While the Western Cape had the highest infection prevalence (27.3 per 100,000) of all provinces, it had also tested the largest proportion of its population. But the prevalence was about three times higher than Gauteng, and the testing proportion was only 1.2 times as high, which suggests that the Western Cape, at least at that time, had the highest number of cases (reported plus unreported), though we’re not sure.

A further complication when comparing provincial numbers is that some provinces may do a better job than others of testing the right people, for example by more effectively tracing the contacts of infected people.

The MRC has updated its mortality data with another week, up to 21 April. The results are consistent with the previous week: natural deaths remain as expected, but overall deaths are below what’s expected because of reduced homicides and road accidents during the lockdown.

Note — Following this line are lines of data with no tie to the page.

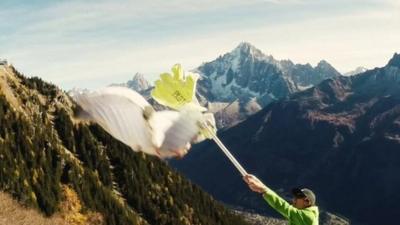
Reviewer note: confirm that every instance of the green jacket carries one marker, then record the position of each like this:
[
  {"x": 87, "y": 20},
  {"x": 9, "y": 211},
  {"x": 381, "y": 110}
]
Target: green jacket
[{"x": 307, "y": 216}]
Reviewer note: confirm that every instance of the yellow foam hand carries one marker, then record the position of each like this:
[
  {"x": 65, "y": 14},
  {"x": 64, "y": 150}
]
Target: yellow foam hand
[{"x": 175, "y": 90}]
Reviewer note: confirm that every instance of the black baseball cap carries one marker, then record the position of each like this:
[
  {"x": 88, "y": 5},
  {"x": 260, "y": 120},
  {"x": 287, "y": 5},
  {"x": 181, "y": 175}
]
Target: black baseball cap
[{"x": 304, "y": 193}]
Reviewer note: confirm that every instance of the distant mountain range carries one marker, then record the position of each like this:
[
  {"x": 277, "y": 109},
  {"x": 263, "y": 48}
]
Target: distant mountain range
[
  {"x": 241, "y": 82},
  {"x": 341, "y": 138},
  {"x": 358, "y": 70}
]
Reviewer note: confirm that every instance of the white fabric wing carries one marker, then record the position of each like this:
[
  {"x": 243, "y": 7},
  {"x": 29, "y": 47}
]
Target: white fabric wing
[
  {"x": 174, "y": 131},
  {"x": 120, "y": 112}
]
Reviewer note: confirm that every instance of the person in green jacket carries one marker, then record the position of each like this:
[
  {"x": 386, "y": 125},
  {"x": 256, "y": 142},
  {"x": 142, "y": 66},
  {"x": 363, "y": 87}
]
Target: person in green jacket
[{"x": 303, "y": 210}]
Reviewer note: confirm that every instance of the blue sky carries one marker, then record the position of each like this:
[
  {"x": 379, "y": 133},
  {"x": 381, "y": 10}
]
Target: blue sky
[{"x": 93, "y": 43}]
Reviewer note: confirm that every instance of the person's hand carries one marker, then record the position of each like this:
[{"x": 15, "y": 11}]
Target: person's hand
[
  {"x": 176, "y": 89},
  {"x": 254, "y": 183}
]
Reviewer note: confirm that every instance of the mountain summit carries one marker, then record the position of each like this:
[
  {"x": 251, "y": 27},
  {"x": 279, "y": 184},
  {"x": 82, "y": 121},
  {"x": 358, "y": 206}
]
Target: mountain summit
[
  {"x": 395, "y": 61},
  {"x": 341, "y": 138}
]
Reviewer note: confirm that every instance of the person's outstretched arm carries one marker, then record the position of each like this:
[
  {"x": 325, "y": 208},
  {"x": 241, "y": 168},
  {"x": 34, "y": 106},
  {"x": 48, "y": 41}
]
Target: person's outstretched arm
[{"x": 273, "y": 199}]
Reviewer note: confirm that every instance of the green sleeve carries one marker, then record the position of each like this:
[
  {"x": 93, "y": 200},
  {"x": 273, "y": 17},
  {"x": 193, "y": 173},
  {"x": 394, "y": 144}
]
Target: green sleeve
[{"x": 279, "y": 204}]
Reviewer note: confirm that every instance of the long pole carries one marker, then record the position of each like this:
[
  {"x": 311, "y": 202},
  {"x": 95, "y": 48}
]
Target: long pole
[{"x": 225, "y": 150}]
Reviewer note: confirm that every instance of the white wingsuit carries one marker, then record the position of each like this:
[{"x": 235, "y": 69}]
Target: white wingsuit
[{"x": 128, "y": 117}]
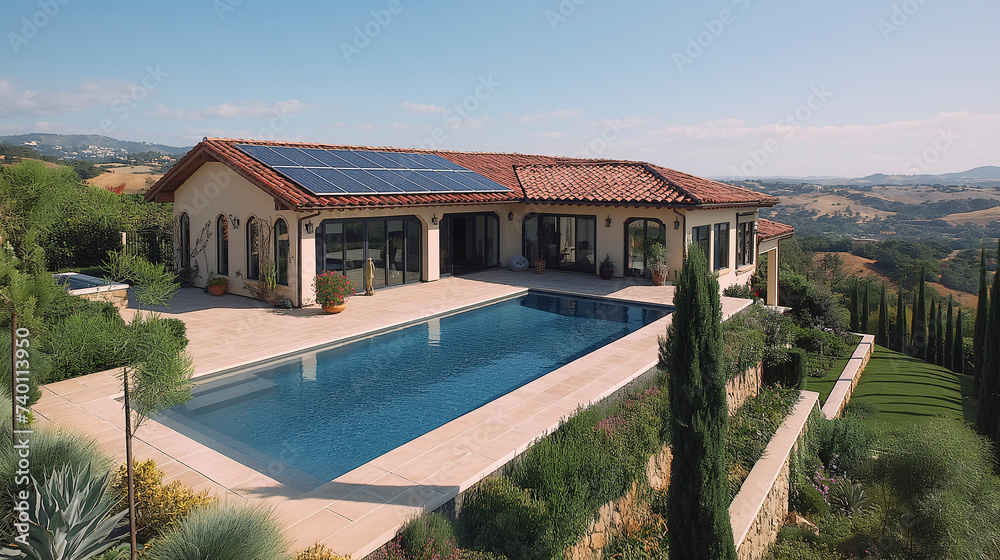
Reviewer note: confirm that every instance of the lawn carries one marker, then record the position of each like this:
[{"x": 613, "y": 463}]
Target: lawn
[{"x": 905, "y": 390}]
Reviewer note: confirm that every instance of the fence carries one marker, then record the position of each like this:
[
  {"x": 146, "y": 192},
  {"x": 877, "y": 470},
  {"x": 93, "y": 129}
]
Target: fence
[{"x": 154, "y": 245}]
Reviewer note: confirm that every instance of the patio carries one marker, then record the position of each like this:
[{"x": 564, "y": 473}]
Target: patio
[{"x": 357, "y": 512}]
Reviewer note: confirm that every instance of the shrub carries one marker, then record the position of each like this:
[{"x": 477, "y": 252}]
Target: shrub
[
  {"x": 499, "y": 516},
  {"x": 223, "y": 531},
  {"x": 318, "y": 552},
  {"x": 428, "y": 536},
  {"x": 51, "y": 449},
  {"x": 157, "y": 506}
]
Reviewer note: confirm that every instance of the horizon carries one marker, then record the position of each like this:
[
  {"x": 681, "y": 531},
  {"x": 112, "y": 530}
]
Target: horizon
[{"x": 730, "y": 89}]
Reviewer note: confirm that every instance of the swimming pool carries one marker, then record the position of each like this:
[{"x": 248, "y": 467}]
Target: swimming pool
[{"x": 308, "y": 419}]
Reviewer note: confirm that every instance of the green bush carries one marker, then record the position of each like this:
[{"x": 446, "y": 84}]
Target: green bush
[
  {"x": 427, "y": 536},
  {"x": 223, "y": 531},
  {"x": 499, "y": 516}
]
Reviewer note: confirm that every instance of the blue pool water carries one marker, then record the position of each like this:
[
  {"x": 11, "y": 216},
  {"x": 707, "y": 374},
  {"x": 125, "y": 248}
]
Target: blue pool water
[{"x": 307, "y": 420}]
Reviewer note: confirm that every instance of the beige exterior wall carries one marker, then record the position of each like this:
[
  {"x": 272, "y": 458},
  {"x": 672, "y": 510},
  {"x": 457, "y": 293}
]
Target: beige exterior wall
[{"x": 214, "y": 189}]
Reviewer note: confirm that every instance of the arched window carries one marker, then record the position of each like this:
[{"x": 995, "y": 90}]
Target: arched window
[
  {"x": 222, "y": 237},
  {"x": 281, "y": 249},
  {"x": 185, "y": 241},
  {"x": 253, "y": 249}
]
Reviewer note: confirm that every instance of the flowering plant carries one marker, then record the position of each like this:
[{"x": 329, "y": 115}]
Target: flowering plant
[{"x": 332, "y": 289}]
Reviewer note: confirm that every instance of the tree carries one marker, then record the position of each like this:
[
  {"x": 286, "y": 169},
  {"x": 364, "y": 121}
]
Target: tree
[
  {"x": 698, "y": 503},
  {"x": 989, "y": 407},
  {"x": 949, "y": 337},
  {"x": 855, "y": 317},
  {"x": 882, "y": 334},
  {"x": 958, "y": 358},
  {"x": 930, "y": 353},
  {"x": 865, "y": 319},
  {"x": 979, "y": 335},
  {"x": 159, "y": 371}
]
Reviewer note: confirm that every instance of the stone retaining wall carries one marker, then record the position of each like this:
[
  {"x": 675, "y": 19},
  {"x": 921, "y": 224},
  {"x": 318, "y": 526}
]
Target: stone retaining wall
[{"x": 849, "y": 378}]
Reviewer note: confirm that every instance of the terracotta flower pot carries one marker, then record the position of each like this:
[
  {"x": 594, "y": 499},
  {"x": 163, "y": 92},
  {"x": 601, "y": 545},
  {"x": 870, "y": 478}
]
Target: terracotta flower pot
[{"x": 335, "y": 308}]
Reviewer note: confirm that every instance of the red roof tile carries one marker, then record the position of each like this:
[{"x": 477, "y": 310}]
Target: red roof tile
[
  {"x": 769, "y": 229},
  {"x": 530, "y": 177}
]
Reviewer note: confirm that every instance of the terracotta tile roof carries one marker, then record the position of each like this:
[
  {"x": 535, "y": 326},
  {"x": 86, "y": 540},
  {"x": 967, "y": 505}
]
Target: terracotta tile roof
[
  {"x": 769, "y": 229},
  {"x": 530, "y": 178}
]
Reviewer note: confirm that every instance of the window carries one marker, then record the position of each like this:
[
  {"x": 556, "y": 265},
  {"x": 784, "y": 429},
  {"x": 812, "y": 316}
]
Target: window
[
  {"x": 640, "y": 235},
  {"x": 185, "y": 245},
  {"x": 722, "y": 245},
  {"x": 281, "y": 250},
  {"x": 392, "y": 243},
  {"x": 253, "y": 249},
  {"x": 744, "y": 241},
  {"x": 565, "y": 242},
  {"x": 699, "y": 237},
  {"x": 222, "y": 240}
]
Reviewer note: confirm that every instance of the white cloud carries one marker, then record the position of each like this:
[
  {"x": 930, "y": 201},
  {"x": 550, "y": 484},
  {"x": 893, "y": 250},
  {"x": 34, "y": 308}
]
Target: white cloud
[
  {"x": 245, "y": 110},
  {"x": 423, "y": 108},
  {"x": 15, "y": 102}
]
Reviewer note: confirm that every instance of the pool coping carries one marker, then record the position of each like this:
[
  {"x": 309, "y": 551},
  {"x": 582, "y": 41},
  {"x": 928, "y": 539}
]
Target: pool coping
[{"x": 357, "y": 512}]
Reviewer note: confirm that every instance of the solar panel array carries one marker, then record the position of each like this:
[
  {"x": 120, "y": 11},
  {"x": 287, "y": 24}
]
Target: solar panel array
[{"x": 361, "y": 172}]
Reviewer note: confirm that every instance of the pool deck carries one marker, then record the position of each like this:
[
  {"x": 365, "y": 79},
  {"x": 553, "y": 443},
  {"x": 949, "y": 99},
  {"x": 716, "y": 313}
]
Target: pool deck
[{"x": 359, "y": 511}]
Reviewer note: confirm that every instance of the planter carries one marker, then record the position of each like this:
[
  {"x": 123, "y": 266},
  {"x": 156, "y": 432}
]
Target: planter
[
  {"x": 218, "y": 289},
  {"x": 335, "y": 308}
]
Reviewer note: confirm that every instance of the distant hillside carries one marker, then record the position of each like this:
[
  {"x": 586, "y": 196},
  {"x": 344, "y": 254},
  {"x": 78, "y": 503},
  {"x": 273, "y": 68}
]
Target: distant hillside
[{"x": 90, "y": 147}]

Terms used in this article
FDA (Food and Drug Administration): US government organisation responsible for authorising or approving the use of medicines.

MRC (Medical Research Council): South African state research institution.

NEJM (New England Journal of Medicine): Leading medical journal based in the US.

NICD (National Institute for Communicable Diseases): South African state institution responsible for dealing with infectious diseases like TB and COVID-19.

NIAID (National Institute of Allergy and Infectious Diseases): US government institution directed by Anthony Fauci. It is one of the leading medical research institutions in the world and is one of the 27 institutions that make up the US National Institutes of Health (NIH).

Placebo: Inert pill used in clinical trials. In a typical clinical trial half the volunteers will get the experimental drug and half will get placebo, and neither patients nor their doctors know who is getting what. The trial investigators then compare patient outcomes for both sets of patients.

Remdesivir: Antiviral drug manufactured by Gilead Sciences, originally intended to treat Ebola (but was less effective than other drugs). It appears to work by interfering with a viral enzyme called polymerase, which is needed by the virus to reproduce.

Statistically significant: This term has a precise meaning in statistics (though it is not without controversy). If an experiment has a statistically significant result, then that result is unlikely to be due to chance. In other words, it’s likely to be a real effect, for example that an experimental drug is better than a placebo.

The Lancet: Leading medical journal published in the UK.

WHO (World Health Organisation): Global state- and private- funded institute responsible for advising on health.